Leaving the men in a state of barely-veiled laughter, our quadrumvirate walked 450 metres – along an Ayers Rock-red wet clay path, either side of which stand brick-built shops adorned in racing-green Safaricom advertising, dodging sweaty porters (illegally) carting charcoal at such a speed they’d be mistaken for contestants nearing a checkpoint in the BBC series Race Across the World – to the Power Women Group, housed within a strikingly-blue-painted shack where we met Treasurer Rosemary. Softly spoken, heads were tilted like curious dogs to hear about the hard work carried out since 2004 supporting those living with HIV/AIDS, and it was life-affirming to learn how handmade crafts subsidises day-care for workers.

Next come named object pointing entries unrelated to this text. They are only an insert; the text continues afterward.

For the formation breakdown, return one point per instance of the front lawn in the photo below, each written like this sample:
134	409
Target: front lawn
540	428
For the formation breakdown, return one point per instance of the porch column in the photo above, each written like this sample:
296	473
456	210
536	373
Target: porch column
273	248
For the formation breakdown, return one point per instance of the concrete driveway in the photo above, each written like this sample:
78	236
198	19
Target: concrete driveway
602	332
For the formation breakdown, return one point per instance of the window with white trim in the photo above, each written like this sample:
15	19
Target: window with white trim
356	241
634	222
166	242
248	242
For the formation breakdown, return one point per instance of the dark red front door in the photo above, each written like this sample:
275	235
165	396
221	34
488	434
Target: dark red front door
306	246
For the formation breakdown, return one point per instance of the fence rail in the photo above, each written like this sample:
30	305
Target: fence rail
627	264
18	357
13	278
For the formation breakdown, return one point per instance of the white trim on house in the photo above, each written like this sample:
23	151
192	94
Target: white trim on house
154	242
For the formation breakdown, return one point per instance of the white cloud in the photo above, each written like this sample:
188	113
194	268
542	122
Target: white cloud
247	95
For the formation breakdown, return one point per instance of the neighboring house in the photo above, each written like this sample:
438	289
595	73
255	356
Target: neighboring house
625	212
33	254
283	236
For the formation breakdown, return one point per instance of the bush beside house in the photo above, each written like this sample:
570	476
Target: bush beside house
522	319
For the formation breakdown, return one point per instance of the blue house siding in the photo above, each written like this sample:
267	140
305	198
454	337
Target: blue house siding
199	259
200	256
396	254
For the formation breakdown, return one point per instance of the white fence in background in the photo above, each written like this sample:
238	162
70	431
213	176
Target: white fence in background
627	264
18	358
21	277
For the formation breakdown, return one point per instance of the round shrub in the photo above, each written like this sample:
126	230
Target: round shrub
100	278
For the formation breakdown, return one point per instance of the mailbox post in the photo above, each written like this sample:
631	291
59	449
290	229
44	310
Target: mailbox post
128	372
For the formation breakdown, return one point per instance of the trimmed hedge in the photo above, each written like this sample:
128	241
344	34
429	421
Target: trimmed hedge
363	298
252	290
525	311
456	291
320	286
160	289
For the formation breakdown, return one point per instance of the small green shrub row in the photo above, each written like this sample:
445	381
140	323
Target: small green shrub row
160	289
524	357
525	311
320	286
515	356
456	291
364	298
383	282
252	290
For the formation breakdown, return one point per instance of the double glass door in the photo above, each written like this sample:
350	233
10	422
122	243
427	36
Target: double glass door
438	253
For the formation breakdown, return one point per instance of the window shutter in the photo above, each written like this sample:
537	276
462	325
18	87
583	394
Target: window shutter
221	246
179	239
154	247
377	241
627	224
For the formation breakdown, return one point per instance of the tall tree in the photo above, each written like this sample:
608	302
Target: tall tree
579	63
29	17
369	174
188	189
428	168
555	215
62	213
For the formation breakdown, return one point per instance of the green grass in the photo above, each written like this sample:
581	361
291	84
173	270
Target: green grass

That proceeds from tours assists Hope and Shine orphanage/school, opened in January 2020, further warmed the heart. Yet by continuing to illuminate the resourceful and resilient harambee (post-independent unified) spirit of its residents, Kibera Tours goes beyond busting stereotypes to normalizing – even romanticizing – poverty, thereby casting a shadow over the need for systemic change, ‘unwittingly undermin[ing] its raison d’être’ much like Mumbai-based Reality Tours, according to Melissa Nisbett (Senior Lecturer in Arts and Cultural Management at King’s College London and author of ‘Empowering the Empowered? Slum Tourism and the Depoliticization of Poverty’, Geofroum, 2017). Sanitizing the poverty-stricken life of slum dwellers blinds tourgoers to the cold reality where – within a cramped sprawl covering one and a half square miles, under corrugated iron-roofed (mostly unventilated) huts measuring 10x10ft, across 13 villages – between 700,000 to 800,000 (according to the Rockefeller Foundation, hundreds of thousands of whom are daily-wage earners unable to “work from home”) live inside an incubator for COVID-19 where there’s a chronic shortage of water: water used for cooking, not handwashing, thus explaining Kenya’s handwashing culture. (Only 52% said they habitually wash hands after visiting the toilet, according to a 2015 WIN/Gallup survey, presumably because Médecins Sans Frontières report there’s merely 200 water points.)
To assist Peter, my room attendant (whom I observed walking the colonial-era railroad, evidently on his one day off a week, as Elijah pointed out respective directions of travel towards Uganda and Mombasa), with the daily dilemma of either being starving or sick, I’ve decided to stockpile water upon returning to the hotel. This starry-eyed visitor would’ve overlooked doing so – myopically believing what (Western-centric) commentators were saying about COVID-19 being an equalizer – but for those enfants terribles, whose words prove more affecting than the jambos (hellos) and karibus (welcomes), since they provide a timely reminder about what Mehita Iqani (Associate Professor in Media Studies at the University of Witwatersrand, Johannesburg and author of Consumption, Media and the Global South: Aspiration Contested, 2016) says regarding ‘newfound enlightenment translat[ing] into action[]’, which translates in this instance as not allowing Kiberans to ‘walk alone … through a storm’.